Why India’s Assam state leaves 4 million people off a citizens’ list

Over four million people in the Indian state of Assam have been stripped of their citizenship, with rights groups claiming the government is targeting Muslims by using the pretext of tackling Bangladeshi immigrants.

The worst fears of Mohammed Haq, a fisherman from Nalbari district in lower Assam, came true on Monday as the 56-year-old discovered that his name was missing from the National Register of Citizens’ (NRC) draft list.

“I am worried and upset. I submitted all necessary documents to the authorities, yet my name is not on the list,” Haq told DW.

Rubul Ali, a carpenter from Lakhimpur district finds himself in a similar situation. Ali traveled all the way to the state capital, Guwahati, on Monday, hoping to have his name mentioned on the list.

“Am I going to be stateless now? Will they put me in a detention camp? None of my family members is on the list either,” Ali told DW.

Chaos and confusion have engulfed the northeastern state, which borders Bangladesh, as over four million people had their names excluded from the NRC list.

‘Illegal immigrants’

Ahead of the publication of the NRC draft list, the government had deployed thousands of security personnel to avoid any backlash from immigrants.

The list, which India’s census chief released on Monday, excluded those unable to prove they or their parents arrived before March 1971 when Bangladesh was created.

Assam has been in the grip of social and communal tension as locals campaign against “illegal immigrants.” Prime Minister Narendra Modi’s Hindu nationalist government has backed the expulsion of migrants from Bangladesh.

According to the NRC, out of 32.9 million people in Assam, 28.9 million have made it to the draft citizens’ list.

Uproar

India’s opposition parties have taken up the issue, with West Bengal’s Chief Minister Mamata Banerjee alleging that the ruling Bharatiya Janata Party (BJP) is polarizing Indian society.

“The BJP is following the ‘divide and rule’ policy. Leaving so many people out of the draft list is a calculated plan ahead of the 2019 general elections,” said Banerjee.

The Congress party urged the BJP government to ensure that no Indian citizen is left out of the final list.

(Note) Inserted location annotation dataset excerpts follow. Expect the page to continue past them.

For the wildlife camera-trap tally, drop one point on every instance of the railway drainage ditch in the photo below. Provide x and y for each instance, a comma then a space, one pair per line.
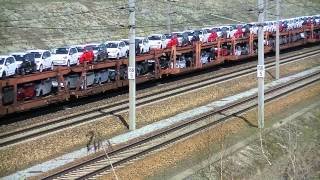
291, 146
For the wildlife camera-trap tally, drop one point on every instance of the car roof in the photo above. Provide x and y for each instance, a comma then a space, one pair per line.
37, 50
93, 44
80, 45
155, 35
18, 53
5, 56
114, 41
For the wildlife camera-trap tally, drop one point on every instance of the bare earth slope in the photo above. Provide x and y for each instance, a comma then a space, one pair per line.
47, 24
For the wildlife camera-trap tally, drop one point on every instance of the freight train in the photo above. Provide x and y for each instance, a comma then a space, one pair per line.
182, 52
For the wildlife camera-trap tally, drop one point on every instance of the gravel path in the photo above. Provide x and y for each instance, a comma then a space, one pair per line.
33, 152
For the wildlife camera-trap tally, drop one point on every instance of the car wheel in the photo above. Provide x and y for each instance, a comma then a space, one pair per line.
41, 68
22, 72
4, 75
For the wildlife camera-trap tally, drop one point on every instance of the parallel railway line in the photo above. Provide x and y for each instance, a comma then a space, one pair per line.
100, 165
17, 136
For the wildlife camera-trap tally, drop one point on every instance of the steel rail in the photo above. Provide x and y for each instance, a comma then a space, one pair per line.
101, 112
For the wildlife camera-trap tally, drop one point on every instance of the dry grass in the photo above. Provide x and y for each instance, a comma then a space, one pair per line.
26, 154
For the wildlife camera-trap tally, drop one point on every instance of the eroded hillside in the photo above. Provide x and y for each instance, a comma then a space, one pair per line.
46, 24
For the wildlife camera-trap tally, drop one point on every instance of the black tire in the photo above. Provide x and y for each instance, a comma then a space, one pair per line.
41, 68
22, 72
4, 75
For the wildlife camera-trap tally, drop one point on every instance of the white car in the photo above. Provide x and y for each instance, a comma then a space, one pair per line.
229, 30
116, 49
65, 56
203, 35
80, 49
8, 66
168, 38
143, 44
190, 34
157, 41
179, 36
126, 41
95, 47
43, 59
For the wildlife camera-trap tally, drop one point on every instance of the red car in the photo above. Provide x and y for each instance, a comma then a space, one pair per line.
238, 33
26, 91
87, 55
173, 41
213, 36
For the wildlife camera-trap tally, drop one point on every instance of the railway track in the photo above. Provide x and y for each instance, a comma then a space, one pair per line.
59, 124
101, 112
101, 165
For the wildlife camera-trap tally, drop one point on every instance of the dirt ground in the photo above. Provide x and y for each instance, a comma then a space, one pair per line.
189, 153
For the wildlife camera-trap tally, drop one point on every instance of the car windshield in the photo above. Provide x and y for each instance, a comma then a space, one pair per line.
36, 54
88, 48
62, 51
190, 33
19, 57
154, 38
80, 49
178, 34
112, 45
224, 29
96, 48
168, 36
216, 29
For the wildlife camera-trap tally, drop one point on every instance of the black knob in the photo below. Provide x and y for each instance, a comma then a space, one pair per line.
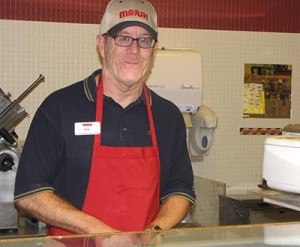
6, 162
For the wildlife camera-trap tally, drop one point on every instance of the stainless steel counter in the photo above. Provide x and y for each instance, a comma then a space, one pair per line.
247, 235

“There are reports pouring in from all corners of Assam, of Indian citizens finding their names missing in the draft NRC, creating massive insecurity in the state,” Rahul Gandhi, president of the Congress party, wrote on Facebook.

‘Stigmatizing people’

Many residents of Assam have long protested against the presence of “foreigners,” which include both Hindus and Muslims. The All Assam Students’ Union (AASU) has been spearheading an anti-immigrant movement in the state for many years.

For AASU, those who migrated to Assam during Bangladesh’s independence from Pakistan in 1971 are “illegal citizens.” Scores of Bengali-speaking people also migrated to Assam from then-East Pakistan after the 1947 partition of the Indian subcontinent.

In 2016, the BJP formed the state government in Assam and vowed to act against the “outsiders.” It promised that all “illegal Bangladeshis” would be driven out of the state.

But the BJP government denied any systematic move to expel immigrants.

The Registrar General and Census Commissioner of India said that those who did not figure in the draft list have the right to file a complaint from August 30 to September 28. He promised that no citizen will be deprived of their rights. The government has set December 31 as the last date to complete the final list.

“Some people are unnecessarily trying to create an atmosphere of fear. This is a draft list, not the final list,” said Home Minister Rajnath Singh.

But not everybody is convinced with the government’s assurances. The Rights and Risks Analysis Group (RRAG), a human rights watchdog, said the NRC draft list is the biggest disenfranchisement exercise in human history.

“The government is stigmatizing a group of people. Are they going to deport them or will they put them in detention camps?” Mahua Moitra, an opposition legislator, told DW.

Ripun Bora, a Congress party legislator, told DW that religious minorities are being targeted in the state.

The issue is likely to fuel more tensions in the state, with political parties, including the ruling BJP, focused on winning the 2019 general elections.